Rose does briefly mention the Opium Wars as part of the historical background of the tea trade, and the need for Britain to stop silver from flooding out of Britain into China for the tons upon tons of tea that Britons were drinking every year. However the book mostly focuses on how the East India Company was going to lose their monopoly on the tea trade, and all other trade in Asia, and their attempts to reduce the costs of obtaining tea. If the Company was able to raise tea in Company-controlled India, they'd have a significant advantage over other companies that would still have to go to China for their tea. The problem, however, was that the methods of raising and producing tea were closely guarded secrets in China which no foreigner had been able to see.

As Rose states, Fortune was basically involved in an act of industrial espionage trying to steal trade secrets. And while I get the sense that's supposed to be frowned upon, I also get the feeling Rose sees it as a triumph of Western ingenuity. The version I listened to was actually read by Rose herself, so I assume all of the inflections and intonations in the reading are genuine to her intentions with the book. And I can't shake the feeling she looks on the imperial ambitions of Britain and the East India Company with something approaching pride. There's almost a skirting around the brutal treatment of foreigners in colonial systems, the ability of the Company to pay absurdly low wages for workers on their tea plantations in India which enabled much lower prices of tea overall. The theft and introduction of tea is seen not so much as one of many examples of European colonialism, but a daring adventure by swashbuckling heroes.

And that's honestly what bothers me the most about this book, the fact that it's fairly recent and feels almost supportive of British Imperialism. Maybe I'm seeing something that's not really there, but it's a vibe that I can't just seem to shake. My concern only grows because of Rose's free-market advocacy. Which isn't to say that there aren't many arguments still going on about the efficacy of the free market, but I feel like her assumption monopolies are inherently wasteful borders on the dogmatic. As an example she points out the East Indiamen merchant ships used by the Company.
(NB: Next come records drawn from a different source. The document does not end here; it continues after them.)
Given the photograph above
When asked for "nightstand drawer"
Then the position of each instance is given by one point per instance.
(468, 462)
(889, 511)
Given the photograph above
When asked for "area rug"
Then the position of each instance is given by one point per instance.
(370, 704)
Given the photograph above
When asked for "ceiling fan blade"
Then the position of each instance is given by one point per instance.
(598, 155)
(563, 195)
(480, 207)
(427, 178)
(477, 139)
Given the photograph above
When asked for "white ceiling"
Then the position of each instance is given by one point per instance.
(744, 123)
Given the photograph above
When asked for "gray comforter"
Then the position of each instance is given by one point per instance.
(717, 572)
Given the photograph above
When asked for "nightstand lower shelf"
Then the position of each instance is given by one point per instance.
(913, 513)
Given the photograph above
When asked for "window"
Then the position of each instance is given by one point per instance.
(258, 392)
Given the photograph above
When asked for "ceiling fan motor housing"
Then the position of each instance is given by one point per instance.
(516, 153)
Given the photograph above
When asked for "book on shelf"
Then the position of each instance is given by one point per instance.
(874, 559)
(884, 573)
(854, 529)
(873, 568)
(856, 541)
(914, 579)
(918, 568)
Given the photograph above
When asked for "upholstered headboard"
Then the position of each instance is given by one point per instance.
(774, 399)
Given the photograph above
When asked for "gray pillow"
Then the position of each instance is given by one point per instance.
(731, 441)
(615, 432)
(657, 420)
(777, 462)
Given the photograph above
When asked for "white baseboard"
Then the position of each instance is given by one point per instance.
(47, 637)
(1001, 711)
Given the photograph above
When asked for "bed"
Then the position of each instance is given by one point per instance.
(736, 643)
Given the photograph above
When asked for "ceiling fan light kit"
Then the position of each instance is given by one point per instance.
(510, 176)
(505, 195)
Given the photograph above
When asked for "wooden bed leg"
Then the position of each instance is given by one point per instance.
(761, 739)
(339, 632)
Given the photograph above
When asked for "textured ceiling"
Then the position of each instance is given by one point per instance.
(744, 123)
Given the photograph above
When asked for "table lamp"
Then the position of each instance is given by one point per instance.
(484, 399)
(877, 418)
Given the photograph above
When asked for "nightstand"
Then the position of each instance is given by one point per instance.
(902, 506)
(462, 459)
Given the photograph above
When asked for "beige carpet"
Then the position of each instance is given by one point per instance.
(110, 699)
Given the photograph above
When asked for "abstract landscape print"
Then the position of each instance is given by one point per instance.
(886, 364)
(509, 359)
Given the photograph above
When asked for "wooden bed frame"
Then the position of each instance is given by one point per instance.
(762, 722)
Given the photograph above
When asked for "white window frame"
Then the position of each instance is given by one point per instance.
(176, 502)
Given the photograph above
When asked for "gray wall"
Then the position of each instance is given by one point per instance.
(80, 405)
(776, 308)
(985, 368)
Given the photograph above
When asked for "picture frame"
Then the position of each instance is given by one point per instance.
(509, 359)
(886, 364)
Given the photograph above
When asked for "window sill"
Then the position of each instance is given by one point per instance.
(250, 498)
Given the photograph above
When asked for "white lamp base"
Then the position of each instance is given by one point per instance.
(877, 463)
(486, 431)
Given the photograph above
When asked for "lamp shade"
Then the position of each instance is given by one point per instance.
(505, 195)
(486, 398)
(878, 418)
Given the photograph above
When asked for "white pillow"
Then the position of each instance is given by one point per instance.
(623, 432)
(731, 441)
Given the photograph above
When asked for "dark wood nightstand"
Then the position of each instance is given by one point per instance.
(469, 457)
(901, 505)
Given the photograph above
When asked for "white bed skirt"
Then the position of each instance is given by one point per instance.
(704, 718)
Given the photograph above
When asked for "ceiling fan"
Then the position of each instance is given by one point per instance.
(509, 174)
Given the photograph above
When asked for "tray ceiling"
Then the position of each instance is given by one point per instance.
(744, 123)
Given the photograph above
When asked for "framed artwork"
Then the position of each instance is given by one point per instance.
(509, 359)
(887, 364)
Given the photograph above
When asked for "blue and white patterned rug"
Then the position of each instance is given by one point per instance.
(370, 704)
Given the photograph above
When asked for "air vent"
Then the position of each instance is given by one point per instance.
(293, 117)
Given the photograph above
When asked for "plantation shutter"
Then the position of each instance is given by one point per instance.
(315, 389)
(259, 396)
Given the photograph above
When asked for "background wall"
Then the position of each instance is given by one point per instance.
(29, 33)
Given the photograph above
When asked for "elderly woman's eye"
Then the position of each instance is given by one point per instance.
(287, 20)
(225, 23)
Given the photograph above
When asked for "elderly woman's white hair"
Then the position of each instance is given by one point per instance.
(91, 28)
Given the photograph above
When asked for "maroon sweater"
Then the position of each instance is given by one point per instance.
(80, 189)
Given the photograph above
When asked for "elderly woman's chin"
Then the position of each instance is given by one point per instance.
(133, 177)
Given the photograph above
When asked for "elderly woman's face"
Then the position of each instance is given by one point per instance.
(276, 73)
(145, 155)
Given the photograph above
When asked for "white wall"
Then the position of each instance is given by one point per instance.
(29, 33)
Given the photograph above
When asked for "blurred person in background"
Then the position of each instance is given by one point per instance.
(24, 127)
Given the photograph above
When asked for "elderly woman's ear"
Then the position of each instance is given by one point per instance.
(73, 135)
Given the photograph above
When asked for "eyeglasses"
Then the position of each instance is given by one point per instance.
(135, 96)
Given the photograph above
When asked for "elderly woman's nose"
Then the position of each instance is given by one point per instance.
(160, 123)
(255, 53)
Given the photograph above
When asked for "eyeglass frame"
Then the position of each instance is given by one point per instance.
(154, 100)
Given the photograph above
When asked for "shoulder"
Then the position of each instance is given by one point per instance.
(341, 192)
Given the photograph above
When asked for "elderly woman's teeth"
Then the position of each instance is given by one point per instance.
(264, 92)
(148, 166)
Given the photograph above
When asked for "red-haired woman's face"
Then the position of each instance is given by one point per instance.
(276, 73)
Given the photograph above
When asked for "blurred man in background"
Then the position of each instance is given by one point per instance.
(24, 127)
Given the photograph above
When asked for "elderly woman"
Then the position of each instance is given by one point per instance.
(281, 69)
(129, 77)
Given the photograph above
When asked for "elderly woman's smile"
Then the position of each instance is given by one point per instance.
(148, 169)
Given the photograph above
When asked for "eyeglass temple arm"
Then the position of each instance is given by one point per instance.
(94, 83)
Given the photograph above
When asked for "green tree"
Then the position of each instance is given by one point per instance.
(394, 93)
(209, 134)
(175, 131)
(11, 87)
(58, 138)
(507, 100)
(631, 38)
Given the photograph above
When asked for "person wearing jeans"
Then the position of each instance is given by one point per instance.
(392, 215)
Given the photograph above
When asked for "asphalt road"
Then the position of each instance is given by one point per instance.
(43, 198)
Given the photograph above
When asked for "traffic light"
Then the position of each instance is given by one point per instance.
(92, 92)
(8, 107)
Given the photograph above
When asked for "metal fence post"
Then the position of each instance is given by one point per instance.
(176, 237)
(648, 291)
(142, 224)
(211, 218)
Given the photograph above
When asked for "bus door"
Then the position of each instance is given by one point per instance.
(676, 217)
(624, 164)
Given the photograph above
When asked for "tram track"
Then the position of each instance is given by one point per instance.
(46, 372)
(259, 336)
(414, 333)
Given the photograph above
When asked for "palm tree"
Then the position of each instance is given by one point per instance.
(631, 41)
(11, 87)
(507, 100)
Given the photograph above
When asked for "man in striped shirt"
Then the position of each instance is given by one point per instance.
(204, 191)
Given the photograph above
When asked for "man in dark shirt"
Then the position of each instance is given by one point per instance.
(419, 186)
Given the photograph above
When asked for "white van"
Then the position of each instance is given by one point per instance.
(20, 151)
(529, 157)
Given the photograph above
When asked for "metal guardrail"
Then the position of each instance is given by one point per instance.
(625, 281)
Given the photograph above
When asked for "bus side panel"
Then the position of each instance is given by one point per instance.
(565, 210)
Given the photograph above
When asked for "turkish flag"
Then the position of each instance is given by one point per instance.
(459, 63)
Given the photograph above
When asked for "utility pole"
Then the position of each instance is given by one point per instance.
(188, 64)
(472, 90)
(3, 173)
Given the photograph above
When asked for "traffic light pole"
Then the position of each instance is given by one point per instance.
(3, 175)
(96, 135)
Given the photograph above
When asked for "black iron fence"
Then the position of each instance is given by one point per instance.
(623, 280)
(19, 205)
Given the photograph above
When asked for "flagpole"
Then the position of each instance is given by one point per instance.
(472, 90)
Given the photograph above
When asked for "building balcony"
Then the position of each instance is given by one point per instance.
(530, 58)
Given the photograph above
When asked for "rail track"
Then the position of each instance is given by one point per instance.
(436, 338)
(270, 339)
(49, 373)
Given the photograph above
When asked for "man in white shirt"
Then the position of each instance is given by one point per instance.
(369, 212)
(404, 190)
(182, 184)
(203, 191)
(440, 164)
She argues that the large ships were slow and inefficient and it was only after the introduction of competition in the market that faster, sleeker ships were introduced. Ignoring the fact that well before the fastest of sailing ships were introduced, captains still had competitions to get their tea to London first because of the premiums the first shipment of tea would receive.
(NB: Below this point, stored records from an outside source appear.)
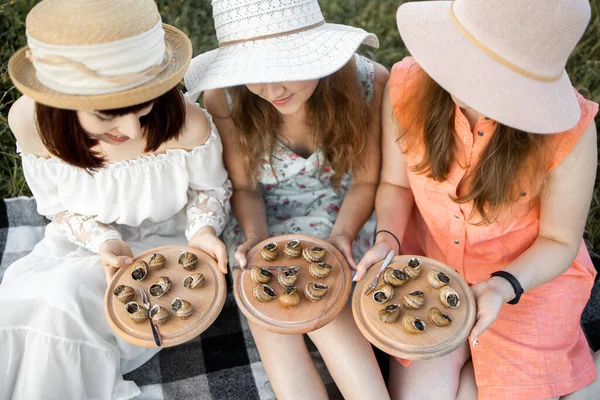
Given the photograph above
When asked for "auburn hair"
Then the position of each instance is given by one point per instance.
(62, 134)
(511, 161)
(335, 112)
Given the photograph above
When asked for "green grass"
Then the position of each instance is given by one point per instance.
(194, 18)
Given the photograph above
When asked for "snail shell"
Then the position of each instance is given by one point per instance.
(288, 278)
(319, 270)
(290, 297)
(395, 277)
(414, 299)
(383, 293)
(188, 260)
(139, 270)
(390, 314)
(193, 281)
(269, 251)
(157, 261)
(160, 287)
(438, 318)
(449, 297)
(181, 308)
(412, 324)
(124, 293)
(260, 275)
(315, 291)
(437, 279)
(314, 254)
(159, 315)
(137, 312)
(263, 292)
(413, 269)
(293, 249)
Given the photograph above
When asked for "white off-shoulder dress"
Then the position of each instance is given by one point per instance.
(54, 340)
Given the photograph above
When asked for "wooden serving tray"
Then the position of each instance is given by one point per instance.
(307, 316)
(207, 300)
(434, 341)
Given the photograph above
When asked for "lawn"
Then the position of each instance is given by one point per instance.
(194, 17)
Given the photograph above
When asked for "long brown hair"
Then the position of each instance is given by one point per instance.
(512, 160)
(335, 112)
(63, 136)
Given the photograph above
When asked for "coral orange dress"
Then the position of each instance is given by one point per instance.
(536, 349)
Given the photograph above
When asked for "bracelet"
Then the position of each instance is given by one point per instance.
(514, 283)
(394, 236)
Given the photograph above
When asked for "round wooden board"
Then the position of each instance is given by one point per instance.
(392, 338)
(207, 300)
(307, 316)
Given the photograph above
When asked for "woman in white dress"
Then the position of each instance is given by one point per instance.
(120, 163)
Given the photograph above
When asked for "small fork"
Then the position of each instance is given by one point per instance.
(386, 262)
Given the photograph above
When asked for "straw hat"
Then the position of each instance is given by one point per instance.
(263, 41)
(505, 59)
(98, 54)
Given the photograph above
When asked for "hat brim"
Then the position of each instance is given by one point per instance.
(486, 85)
(301, 56)
(179, 47)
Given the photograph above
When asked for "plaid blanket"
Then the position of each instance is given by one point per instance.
(223, 362)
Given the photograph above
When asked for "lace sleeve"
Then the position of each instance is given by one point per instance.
(208, 207)
(84, 230)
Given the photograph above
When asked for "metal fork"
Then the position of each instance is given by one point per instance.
(146, 302)
(386, 262)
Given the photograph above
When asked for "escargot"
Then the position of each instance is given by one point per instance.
(139, 270)
(449, 297)
(289, 277)
(314, 254)
(293, 249)
(160, 287)
(188, 260)
(290, 297)
(315, 291)
(383, 293)
(414, 299)
(413, 268)
(181, 308)
(269, 251)
(260, 275)
(124, 293)
(412, 324)
(395, 277)
(319, 270)
(437, 279)
(193, 281)
(438, 318)
(390, 314)
(263, 293)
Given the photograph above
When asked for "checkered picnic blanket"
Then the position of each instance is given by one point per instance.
(223, 362)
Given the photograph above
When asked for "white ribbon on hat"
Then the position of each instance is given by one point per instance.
(100, 68)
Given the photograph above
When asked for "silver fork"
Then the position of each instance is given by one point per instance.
(146, 302)
(386, 262)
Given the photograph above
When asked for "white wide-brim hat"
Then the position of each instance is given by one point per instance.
(294, 44)
(504, 59)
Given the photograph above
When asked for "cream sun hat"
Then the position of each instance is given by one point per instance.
(505, 59)
(98, 54)
(263, 41)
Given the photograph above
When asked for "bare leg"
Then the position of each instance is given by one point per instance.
(429, 379)
(285, 356)
(350, 358)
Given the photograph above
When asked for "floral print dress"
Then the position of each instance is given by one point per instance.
(300, 197)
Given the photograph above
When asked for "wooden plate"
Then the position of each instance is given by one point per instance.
(207, 300)
(392, 338)
(307, 316)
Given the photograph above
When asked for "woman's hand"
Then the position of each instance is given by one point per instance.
(114, 254)
(206, 239)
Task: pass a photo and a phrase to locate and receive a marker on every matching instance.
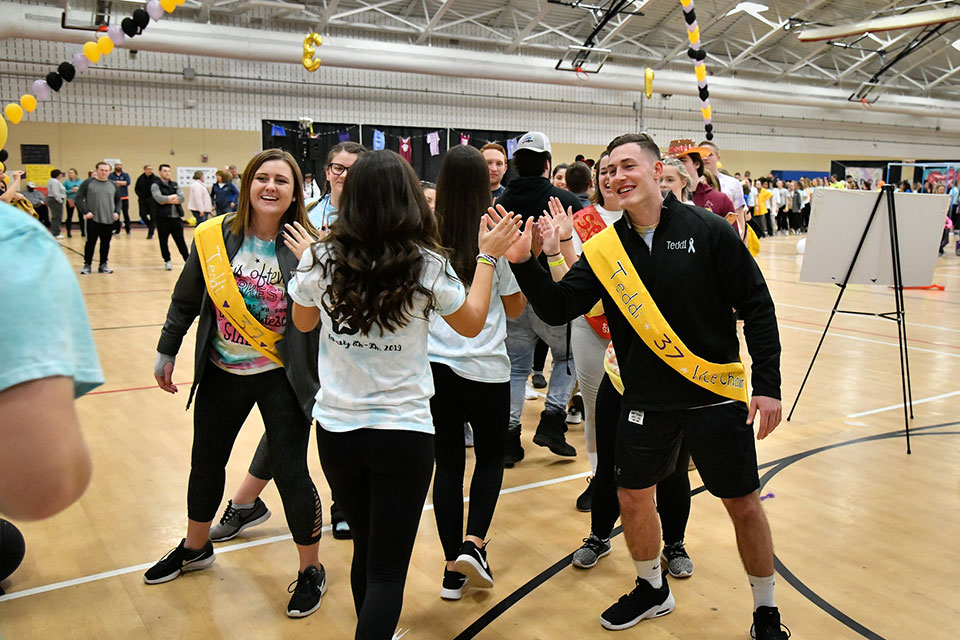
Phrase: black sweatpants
(673, 492)
(223, 402)
(380, 477)
(486, 406)
(103, 232)
(171, 227)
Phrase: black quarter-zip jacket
(697, 272)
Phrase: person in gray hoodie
(98, 199)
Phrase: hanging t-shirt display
(433, 141)
(257, 272)
(379, 140)
(406, 151)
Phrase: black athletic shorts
(720, 442)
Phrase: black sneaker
(472, 562)
(513, 452)
(678, 563)
(590, 553)
(307, 591)
(453, 584)
(179, 560)
(766, 625)
(550, 434)
(585, 499)
(641, 603)
(236, 520)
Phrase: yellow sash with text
(224, 292)
(613, 268)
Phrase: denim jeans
(522, 336)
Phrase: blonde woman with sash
(248, 353)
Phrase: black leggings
(381, 477)
(486, 406)
(223, 402)
(673, 492)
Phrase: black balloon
(67, 71)
(141, 18)
(129, 27)
(54, 80)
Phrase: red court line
(872, 333)
(153, 386)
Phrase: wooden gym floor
(862, 530)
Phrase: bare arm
(44, 462)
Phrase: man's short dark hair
(530, 163)
(578, 177)
(643, 140)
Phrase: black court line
(775, 467)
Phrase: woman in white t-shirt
(471, 377)
(375, 280)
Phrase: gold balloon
(310, 43)
(105, 44)
(28, 102)
(91, 51)
(14, 112)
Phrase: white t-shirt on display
(380, 380)
(484, 358)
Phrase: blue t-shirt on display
(44, 331)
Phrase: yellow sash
(613, 268)
(224, 292)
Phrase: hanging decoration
(698, 54)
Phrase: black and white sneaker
(642, 603)
(453, 584)
(307, 590)
(179, 560)
(590, 553)
(236, 520)
(766, 625)
(472, 562)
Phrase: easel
(899, 315)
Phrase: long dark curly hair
(373, 251)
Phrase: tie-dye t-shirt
(257, 272)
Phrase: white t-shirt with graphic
(484, 358)
(257, 272)
(380, 380)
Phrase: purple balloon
(41, 90)
(155, 9)
(115, 34)
(80, 62)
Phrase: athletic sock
(649, 570)
(762, 591)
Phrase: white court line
(900, 406)
(909, 324)
(859, 339)
(246, 545)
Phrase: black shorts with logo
(719, 438)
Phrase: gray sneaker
(590, 553)
(236, 520)
(678, 562)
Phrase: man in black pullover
(696, 271)
(528, 195)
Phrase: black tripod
(886, 193)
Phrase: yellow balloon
(14, 112)
(91, 51)
(28, 102)
(104, 44)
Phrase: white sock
(649, 570)
(762, 591)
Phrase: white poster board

And finally there's Rose's argument, although I feel calling it an argument gives it too much credence, that the switch to tea from alcoholic drinks gave Britain an edge in industrialization. While seeing how the introduction of tea, as well as the calories from the sugar and milk added to tea, changed British society overall, I think saying it alone was responsible for making Britain an industrial powerhouse while France and Germany lagged behind because of a constantly inebriated population is bordering on the preposterous. Why Britain led Europe in industrialization is a complex question with multiple answers. Access to iron and coal that allowed the creation of steam engines and other mechanical devices, financial institutions and people with sufficient capital to finance innovations in machinery, and the demand for advances in a growing textile trade. While any one of these is insufficient alone to explain it, they all contribute to explain Britain's development as an industrial power. A shift from alcohol to tea seems insufficient.

I think my biggest problem isn't factual accuracy because as far as I can tell Rose did her research, it's more the interpretation that she takes from those facts which bothers me. She seems oddly pro-imperialism in her narrative, although again that's my own interpretation. She also advances some pretty tenuous theories which cast doubt onto a lot of her other work. Overall I guess the book is okay but it raises some doubts for me.